The TARDIS was supposed to blow in the X6 timeline at the end of the series. Actually it did blow up, and then the Doctor reset the universe so that it didn’t blow up. This event also changed the endings to multiple stories in Series 5 in the new timeline, most involving the cracks in time. I’m sorry if this explanation seems pedantic, but Series 5 is great fun to watch, but one hell of a timey-wimey ball to figure out. Just accept Timeline X7
The Girl Who Waited
Amy Pond was meant to have been stranded on Apalapucia for 36 years in the X7 timeline, but the Doctor and Rory took a page from the Eighth Doctor’s book and interfered in Amy’s history and changed this so that she didn’t have to. Timeline X8
The Angels Take Manhattan
Following on from The Girl Who Waited, Rory Williams was meant to be imprisoned in Winter Quay for the rest of his life after the Angels abducted him, but the TARDIS crew was able to partially change this by turning the living nightmare ending into a bittersweet ending, thus negating the first timeline. Timeline X9
Journey to the Centre of the TARDIS
In the X9 timeline, the TARDIS was damaged by the van Baalen brothers and blew up. It’s not clear which ending to the episode is the divergent one, but this author’s personal opinion is that the timeline in which the Doctor sacrificed himself to give his past self the solution needed to survive this ordeal was indeed the “main” timeline. Timeline X10
The Time of the Doctor
In the X7, X8, X9 and X10 timelines, the Doctor was destined to die on Trenzalore at the end of his thirteenth incarnation. Thanks to the Time Lords affording him a new regeneration cycle, thus granting him twelve more regenerations, the Doctor changed the timeline yet again and lived past his supposed death. Timeline X11
These are just a couple of incidents.; just those that appear the most obvious. Whether you accept the examples I presented as evidence or dispute on which side of the border they land on is not the case. The case is that we haven’t been on the “main” timeline in quite a while. Multiple stories have proven there exists alternative Doctors in alternative realities. Stories and events get retconned and negated regularly. Perhaps just not on this scale. Things get shifted. We could very well be on timeline X2 000 000 by now and not even in a perfect numerical order. Perhaps the heart of the dilemma lies in the idea that Time negated such a widely praised story. Perhaps it’s not that. Perhaps the idea of negating any story, regardless of the format or era is unacceptable. Perhaps, as I mentioned, it’s the scale of the negation.
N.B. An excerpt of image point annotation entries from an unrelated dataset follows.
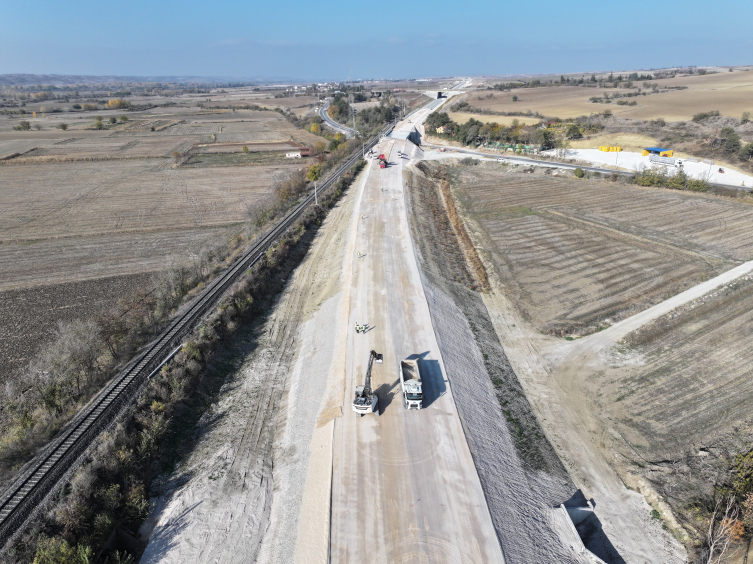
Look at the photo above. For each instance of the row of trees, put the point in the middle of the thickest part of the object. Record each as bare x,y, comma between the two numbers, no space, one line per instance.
112,489
475,132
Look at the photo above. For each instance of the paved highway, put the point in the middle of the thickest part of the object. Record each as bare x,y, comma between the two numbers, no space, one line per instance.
531,161
404,486
348,132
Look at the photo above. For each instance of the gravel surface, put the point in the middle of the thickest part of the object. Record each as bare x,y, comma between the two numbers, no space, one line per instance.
238,496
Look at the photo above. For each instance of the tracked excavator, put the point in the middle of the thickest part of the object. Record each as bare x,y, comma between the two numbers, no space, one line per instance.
366,401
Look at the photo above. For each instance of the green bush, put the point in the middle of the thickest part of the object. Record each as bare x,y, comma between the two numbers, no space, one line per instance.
574,132
746,152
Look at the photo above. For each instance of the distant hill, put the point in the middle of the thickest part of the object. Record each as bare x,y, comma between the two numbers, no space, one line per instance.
74,79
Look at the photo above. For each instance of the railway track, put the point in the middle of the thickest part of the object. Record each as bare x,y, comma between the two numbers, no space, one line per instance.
41,477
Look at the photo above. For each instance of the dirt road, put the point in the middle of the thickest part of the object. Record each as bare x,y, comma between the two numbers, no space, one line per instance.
404,486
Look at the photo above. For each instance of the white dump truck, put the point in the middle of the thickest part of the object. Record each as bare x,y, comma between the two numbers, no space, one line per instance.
410,380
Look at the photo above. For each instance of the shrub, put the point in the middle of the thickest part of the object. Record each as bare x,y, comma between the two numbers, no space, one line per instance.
58,551
574,132
746,152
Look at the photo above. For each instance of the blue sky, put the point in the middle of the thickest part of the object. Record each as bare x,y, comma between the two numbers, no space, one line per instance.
403,38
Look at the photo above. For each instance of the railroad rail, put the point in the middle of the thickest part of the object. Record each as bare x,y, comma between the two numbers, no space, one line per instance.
33,487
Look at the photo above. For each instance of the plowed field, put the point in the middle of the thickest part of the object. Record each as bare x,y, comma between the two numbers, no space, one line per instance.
577,256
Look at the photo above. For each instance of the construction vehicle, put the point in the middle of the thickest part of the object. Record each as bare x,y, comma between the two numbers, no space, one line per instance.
366,401
410,381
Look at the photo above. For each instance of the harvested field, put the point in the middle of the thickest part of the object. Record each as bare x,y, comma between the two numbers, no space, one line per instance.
66,259
693,373
30,315
462,117
576,256
74,199
238,158
238,147
86,215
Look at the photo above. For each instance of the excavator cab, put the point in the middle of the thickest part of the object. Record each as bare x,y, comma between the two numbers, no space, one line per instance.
366,401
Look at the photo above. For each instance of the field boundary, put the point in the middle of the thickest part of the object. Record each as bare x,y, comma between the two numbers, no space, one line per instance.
35,484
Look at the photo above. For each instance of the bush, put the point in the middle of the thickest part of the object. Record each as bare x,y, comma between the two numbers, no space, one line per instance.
574,132
58,551
661,178
746,152
705,115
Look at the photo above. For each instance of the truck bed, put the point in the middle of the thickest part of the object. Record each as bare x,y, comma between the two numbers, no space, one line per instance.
410,370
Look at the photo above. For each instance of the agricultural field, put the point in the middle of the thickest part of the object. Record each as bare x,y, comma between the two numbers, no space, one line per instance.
729,92
576,256
89,216
694,361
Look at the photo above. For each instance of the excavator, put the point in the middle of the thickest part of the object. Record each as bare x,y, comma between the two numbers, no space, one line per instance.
366,401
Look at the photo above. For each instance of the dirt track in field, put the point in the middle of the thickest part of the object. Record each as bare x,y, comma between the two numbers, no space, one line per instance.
577,257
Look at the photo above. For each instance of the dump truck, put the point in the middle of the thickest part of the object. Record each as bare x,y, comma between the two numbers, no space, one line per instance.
366,401
410,381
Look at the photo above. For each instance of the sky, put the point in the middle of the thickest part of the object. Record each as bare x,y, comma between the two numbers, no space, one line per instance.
328,40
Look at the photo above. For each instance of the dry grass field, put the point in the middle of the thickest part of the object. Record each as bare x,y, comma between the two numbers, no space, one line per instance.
92,198
729,92
576,256
462,117
88,216
696,361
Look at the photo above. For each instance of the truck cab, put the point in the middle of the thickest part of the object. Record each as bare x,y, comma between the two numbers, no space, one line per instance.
412,385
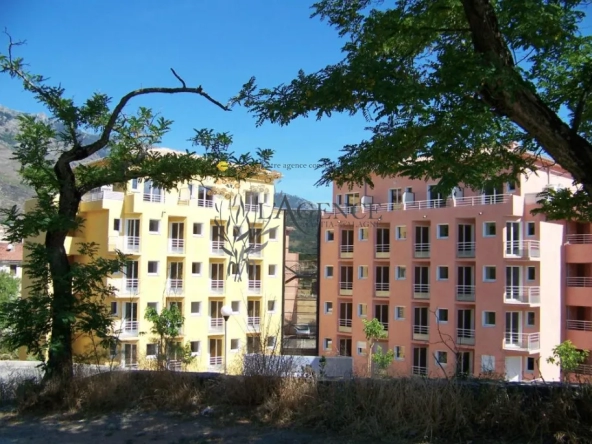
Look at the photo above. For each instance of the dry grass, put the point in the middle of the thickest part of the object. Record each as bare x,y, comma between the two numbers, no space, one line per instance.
399,408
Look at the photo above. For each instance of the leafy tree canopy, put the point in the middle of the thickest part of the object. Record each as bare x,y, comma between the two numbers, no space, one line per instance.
448,86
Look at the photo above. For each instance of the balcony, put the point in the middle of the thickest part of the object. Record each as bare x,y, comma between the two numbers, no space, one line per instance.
421,251
578,248
523,249
177,246
382,251
217,248
421,333
523,294
421,291
216,325
174,287
465,293
465,336
216,286
529,342
465,249
344,325
254,287
347,251
382,289
253,324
You may also be wondering why “main” is in quotation marks. Well, if you think about it, you can’t really have more than one “main” timeline without defacing the definition. Everything after the first is a newly established timeline. The Doctor hasn’t travelled in the “main” timeline for quite some time. There may even be stories that prove that those stories are also just set in another alternative timeline. It’s very confusing because the more you think about it, the more you’ll realize that since you’re dealing with non-linear storytelling, it may be possible for the X8 timeline to perhaps be X1 and the X7 timeline could very well be X100 for all you know.
Or maybe Steven Moffat is busy creating a monster for Series 8 that feeds on negates timelines and paradoxes. You never know.